Sunday, January 23, 2011

Performance Programming

We all are witnessed to many advancements in computing industry....from Pentium to i5 and i7 processors.
  • The most important thing we get now with latest processors are cores. These cores really helping out to make performance computing possible.
  • The most important misconception about these CPU's is we test them with their specifications and commit ourselves that applications will run faster on them than my previous computing experience. And here we fail....
 As computing hardware is evolving there is need for computing software also to evolve and to make best use of available hardware. Last few months I am studying and identifying ways to write performance codes on i5 and i7 systems. I found many things. So I will write about all of them one by one. Today is the time for OpenMP. 
The specifications summary for C++ can be found here.. Even tutorials and examples. 

This OpenMP specification is added in many compilers and one can easily used the C++ specs for performance programming. Now I can show you how it works with just one simple example and #pragma defines. I am too; learning it for my own benefit. So this is my starting blog for multicore programming.  
The series will continue with more explanations and hands on.
Consider the following code:
const int WIDTH = 1920;
const int HEIGHT = 1080;
const int FILTEROP = 25;

float* rDataSource = new float[ WIDTH * HEIGHT * 4 ];
float* rDataTarget = new float[ WIDTH * HEIGHT * 4 ];

void simpleProgramming()
{
    for( int iH = 0; iH < HEIGHT; iH++ ) //traverse the height
        {
            for( int iW = 0; iW < WIDTH; iW++ ) // traverse the width
        {
                    for( int iP = 0; iP < 4; iP++ ) // traverse every pixel
                        {
                            float temp = 0;
                                for( int iOps = 0; iOps < FILTEROP; iOps++ )
                                // Probably the; computationally heavy algorithm
                                {
                                 temp = ::sqrt(rDataSource[(iH * WIDTH) + (iW * 4) + iP ]);
                             temp = temp * temp;
                                }
                                rDataTarget[(iH * WIDTH) + (iW * 4) + iP ] = temp;
                        }
                }
        }
}

Consider, I am working on some HD resolution image...Where 1920 X 1080 and 4 component pixel RGBA make up the image data structure. My algorithm is possibly doing some complex operations to get new image with effects. I have added simple placeholder operation for creating complexity. Where source data pixel components value's square root is taken out. Then again the square roots are multiplied to get the original value and the same value is stored in target data. The operation is looped for creating complexity for testing.
At the end I will write all the statistics for this program. Now consider the following performance Programming.
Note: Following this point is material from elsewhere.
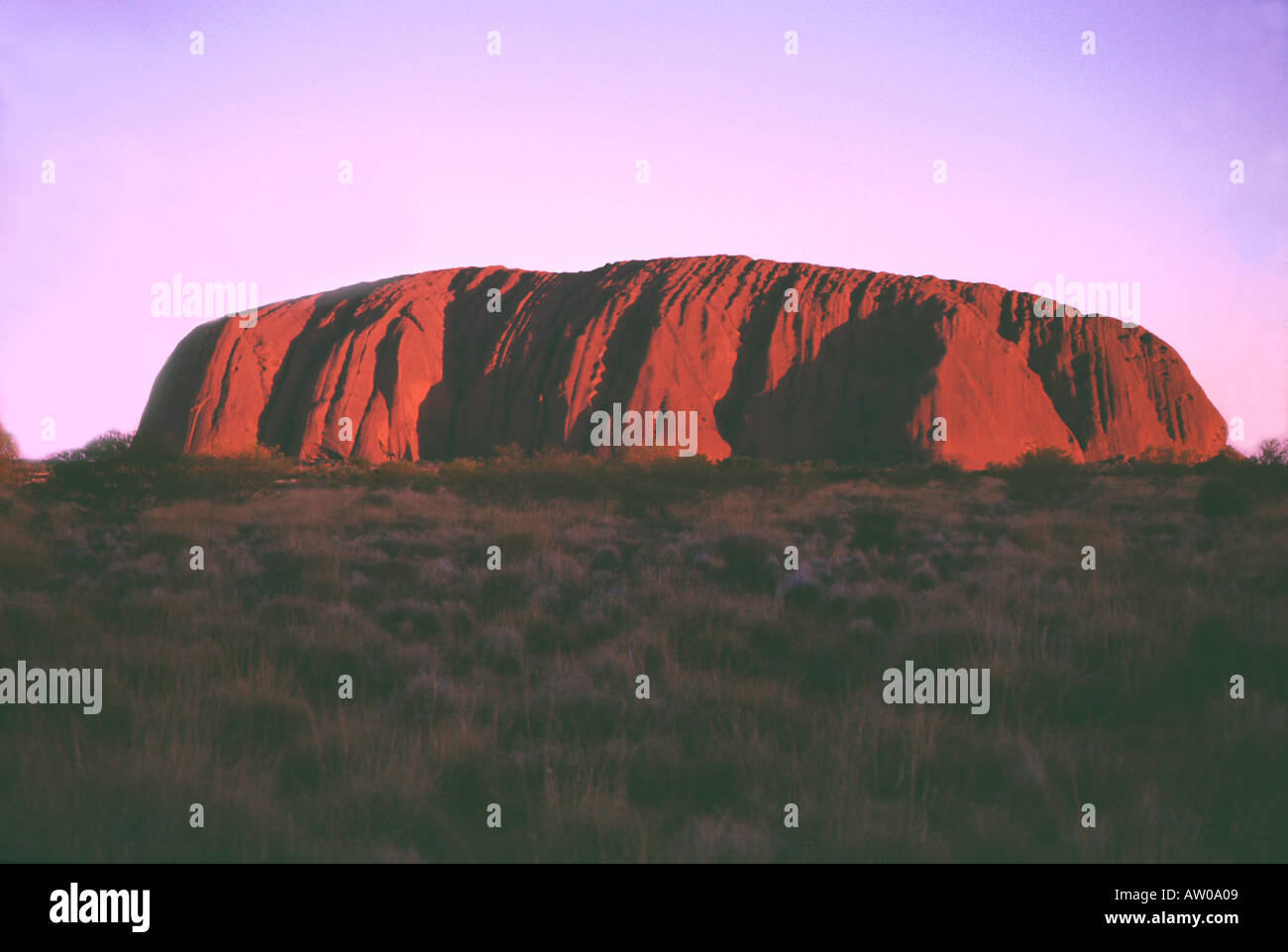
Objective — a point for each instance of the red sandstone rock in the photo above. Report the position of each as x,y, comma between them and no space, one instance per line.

void performanceProgrammingOMP()
{
        #pragma omp parallel // This is first statement
        #pragma omp for // This is second statement

        for( int iH = 0; iH < HEIGHT; iH++ )
        {
                for( int iW = 0; iW < WIDTH; iW++ )
                {
                        for( int iP = 0; iP < 4; iP++ )
                       {
                               float temp = 0;
                               for( int iOps = 0; iOps < FILTEROP; iOps++ )
                               {
                                      temp = ::sqrt(rDataSource[(iH * WIDTH) + (iW * 4) + iP ]);
                                      temp = temp * temp;
                               }
                               rDataTarget[(iH * WIDTH) + (iW * 4) + iP ] = temp;
                       }
                }
        }
}

Now this performance programming snippet has only two more lines for OpenMP specifications supported by compiler. I am using Visual Studio 2010. Microsoft C++ compiler
It has very good support for OpenMP. Just go to Project Properties -> Configuration Properties -> C++ -> Language -> OpenMP Support -> Yes. Compile the code and you are ready with multicore programming support. The observations are really great. I have one complete program with timing display. Please find it in attachment and prepare your simple Win32 console application for it. Compile and run as directed. OpenMP support requires compiler swith to be turned on. You may vary constants values and post your observations. I have used FILTEROP = 100 for debug build testing and FILTEROP = 1000 for release build testing.
The machine used
 Intel Core i5 CPU 760 Quad Core @2.80 GHz
 4GB RAM
 Windows 7 64 bit OS
 Visual Studio 2010 Ultimate.
 _______________________________________________________________
Statistics With FILTEROP = 100 (Debug) annd FILTEROP=1000(Release)        
------------------------------------------------------------------------------------------------------
Criteria                                  Debug                                          Release                          
------------------------------------------------------------------------------------------------------
                           -OpenMP           +OpenMP              -OpenMP         +OpenMP     
 -----------------------------------------------------------------------------------------------------
Executable Size    36 KB               36.5 KB                  9 KB                  9.5 KB
Time (Seconds)     45.52                 13.03                      7.64                    2.20
CPU Usage            24%                  100%                      25%                   100%
CPU Gadget          26%                  100%                      26%                    50%
Cores Active          1                        4                            1                          4
  
Please download the simple program from :

 Whoooopppppsssss!!!!! OpenMP specification will take your applications to new heights. Performance programming with little few statements.